Israël prolonge l’état d’urgence jusqu’au 28 juillet face aux menaces iraniennes
Le gouvernement israélien maintient des pouvoirs étendus pour Tsahal dans un contexte de tensions régionales et à trois mois des élections législatives.
Le gouvernement israélien a prolongé ce 12 juillet l'état d'urgence sur le front intérieur jusqu'au 28 juillet 2026. Cette mesure permet aux Forces de Défense israéliennes d'imposer des restrictions immédiates face aux menaces de Téhéran et de ses proxies dans la région.
L’essentiel
- Prolongation : L’état d’urgence est étendu jusqu’au 28 juillet 2026, selon JNS.org.
- Pouvoir militaire : Tsahal peut imposer des restrictions immédiates aux mouvements civils et aux rassemblements.
- Contexte électoral : Des élections législatives sont fixées au 27 octobre 2026, dans un climat politique instable.
- Tensions régionales : Netanyahu affirme qu’Israël est prêt à frapper l’Iran « une troisième fois si nécessaire ».
Le gouvernement israélien a décidé ce vendredi de prolonger l’état d’urgence sur le front intérieur jusqu’au 28 juillet, selon la Israeli Broadcasting Authority. Cette mesure octroie au Commandement du front intérieur de Tsahal le pouvoir d’imposer rapidement des restrictions en cas d’attaque ou de menace immédiate.
La décision intervient dans un climat de tensions persistantes avec l’Iran et ses alliés régionaux. Selon le site JNS.org, la prolongation vise spécifiquement à répondre aux menaces de Téhéran et de ses mandataires terroristes.

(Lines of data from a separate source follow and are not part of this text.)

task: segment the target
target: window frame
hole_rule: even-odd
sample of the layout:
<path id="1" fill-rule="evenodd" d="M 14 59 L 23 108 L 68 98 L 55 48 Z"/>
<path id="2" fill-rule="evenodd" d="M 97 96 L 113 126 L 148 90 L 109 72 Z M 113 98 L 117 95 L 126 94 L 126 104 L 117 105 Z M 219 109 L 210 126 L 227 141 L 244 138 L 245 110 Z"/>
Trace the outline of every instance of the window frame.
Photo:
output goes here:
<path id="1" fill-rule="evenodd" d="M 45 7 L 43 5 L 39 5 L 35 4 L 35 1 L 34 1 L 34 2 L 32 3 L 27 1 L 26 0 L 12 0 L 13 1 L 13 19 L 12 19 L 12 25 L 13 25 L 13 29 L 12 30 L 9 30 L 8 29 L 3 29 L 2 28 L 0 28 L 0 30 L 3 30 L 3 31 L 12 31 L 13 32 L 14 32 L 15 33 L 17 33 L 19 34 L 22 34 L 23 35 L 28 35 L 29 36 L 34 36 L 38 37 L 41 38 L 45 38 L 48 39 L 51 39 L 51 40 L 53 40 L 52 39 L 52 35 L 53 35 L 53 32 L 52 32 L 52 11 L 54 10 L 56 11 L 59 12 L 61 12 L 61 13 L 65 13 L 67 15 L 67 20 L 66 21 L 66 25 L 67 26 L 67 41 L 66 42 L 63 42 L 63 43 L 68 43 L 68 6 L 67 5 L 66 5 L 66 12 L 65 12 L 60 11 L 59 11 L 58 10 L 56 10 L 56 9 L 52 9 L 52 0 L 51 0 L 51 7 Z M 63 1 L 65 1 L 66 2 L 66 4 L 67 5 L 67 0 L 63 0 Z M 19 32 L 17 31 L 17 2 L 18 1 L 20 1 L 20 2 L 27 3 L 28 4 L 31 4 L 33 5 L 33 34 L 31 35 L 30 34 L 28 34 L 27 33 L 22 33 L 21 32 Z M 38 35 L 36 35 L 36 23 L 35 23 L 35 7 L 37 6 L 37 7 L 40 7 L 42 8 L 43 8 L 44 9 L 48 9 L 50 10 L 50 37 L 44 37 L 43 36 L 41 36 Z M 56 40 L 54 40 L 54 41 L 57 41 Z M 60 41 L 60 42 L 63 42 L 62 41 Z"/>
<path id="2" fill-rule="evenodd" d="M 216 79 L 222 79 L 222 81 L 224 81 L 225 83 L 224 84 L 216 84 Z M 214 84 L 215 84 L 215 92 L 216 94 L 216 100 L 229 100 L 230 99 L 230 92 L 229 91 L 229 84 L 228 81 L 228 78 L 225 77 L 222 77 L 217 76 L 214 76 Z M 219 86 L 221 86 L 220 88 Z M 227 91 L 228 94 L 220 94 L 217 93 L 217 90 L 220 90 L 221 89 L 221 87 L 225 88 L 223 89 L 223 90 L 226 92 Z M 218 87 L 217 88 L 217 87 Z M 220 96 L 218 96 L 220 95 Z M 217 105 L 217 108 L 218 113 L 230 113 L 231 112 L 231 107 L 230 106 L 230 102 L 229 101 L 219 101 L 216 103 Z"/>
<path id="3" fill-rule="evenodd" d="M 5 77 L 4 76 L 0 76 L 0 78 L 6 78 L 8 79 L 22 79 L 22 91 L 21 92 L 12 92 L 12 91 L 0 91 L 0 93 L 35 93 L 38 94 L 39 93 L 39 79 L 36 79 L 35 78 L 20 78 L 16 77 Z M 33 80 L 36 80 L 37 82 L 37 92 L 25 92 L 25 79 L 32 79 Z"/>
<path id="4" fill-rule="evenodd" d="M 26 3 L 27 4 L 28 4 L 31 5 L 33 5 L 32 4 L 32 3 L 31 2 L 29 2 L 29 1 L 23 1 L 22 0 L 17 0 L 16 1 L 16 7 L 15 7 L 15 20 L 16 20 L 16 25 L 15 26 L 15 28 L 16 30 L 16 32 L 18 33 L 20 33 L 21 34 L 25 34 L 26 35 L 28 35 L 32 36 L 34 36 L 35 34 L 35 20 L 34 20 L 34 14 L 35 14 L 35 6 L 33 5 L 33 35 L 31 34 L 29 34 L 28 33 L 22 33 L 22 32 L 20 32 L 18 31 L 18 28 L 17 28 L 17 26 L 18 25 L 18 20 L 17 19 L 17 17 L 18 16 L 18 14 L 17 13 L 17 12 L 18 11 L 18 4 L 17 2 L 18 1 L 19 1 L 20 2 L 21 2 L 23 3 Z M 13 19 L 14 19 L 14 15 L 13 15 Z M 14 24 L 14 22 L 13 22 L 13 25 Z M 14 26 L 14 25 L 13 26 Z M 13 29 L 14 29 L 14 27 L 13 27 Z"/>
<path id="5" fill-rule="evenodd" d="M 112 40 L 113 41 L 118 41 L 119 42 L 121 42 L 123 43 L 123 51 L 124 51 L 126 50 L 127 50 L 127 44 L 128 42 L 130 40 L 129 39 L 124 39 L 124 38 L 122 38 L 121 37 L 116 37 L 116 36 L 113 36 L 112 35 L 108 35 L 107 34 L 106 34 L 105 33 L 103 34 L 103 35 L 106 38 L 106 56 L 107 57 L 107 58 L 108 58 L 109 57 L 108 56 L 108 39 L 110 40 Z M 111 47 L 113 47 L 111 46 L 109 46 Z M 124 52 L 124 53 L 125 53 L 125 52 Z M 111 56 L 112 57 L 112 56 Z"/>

Des pouvoirs étendus pour l’armée
L’état d’urgence confère à Tsahal des prérogatives étendues : fermeture d’écoles, limitation des rassemblements publics, restriction des déplacements dans certaines zones. Ces mesures avaient déjà été activées en juin dernier lors de tirs de missiles iraniens, selon i24NEWS et le Times of Israel.
Le dispositif avait été déclaré initialement le 28 février 2026 à travers le pays, suite à une escalade significative avec l’Iran, rapportent les sites Compliance & Risks et IsraJ. La « situation spéciale sur le front intérieur » avait été prolongée une première fois jusqu’au 26 mars, autorisant le Commandement du front intérieur à restreindre les mouvements civils, précise JNS.org.
Menaces croisées entre Jérusalem et Téhéran
Le Premier ministre Benjamin Netanyahu et le ministre Israel Katz ont affirmé qu’Israël est prêt à attaquer l’Iran « une troisième fois si nécessaire » pour éliminer les menaces, selon le média canadien Noovo Info. Ces déclarations musclées s’inscrivent dans une escalade verbale et militaire entre les deux pays.
La tension a encore grimpé en juillet avec des allégations d’un complot iranien visant l’ancien président américain Donald Trump. Jérusalem a transmis ces informations à Washington, ce qui a provoqué des menaces de représailles de la part de Trump, rapportent Le Journal de Montréal et Africanews.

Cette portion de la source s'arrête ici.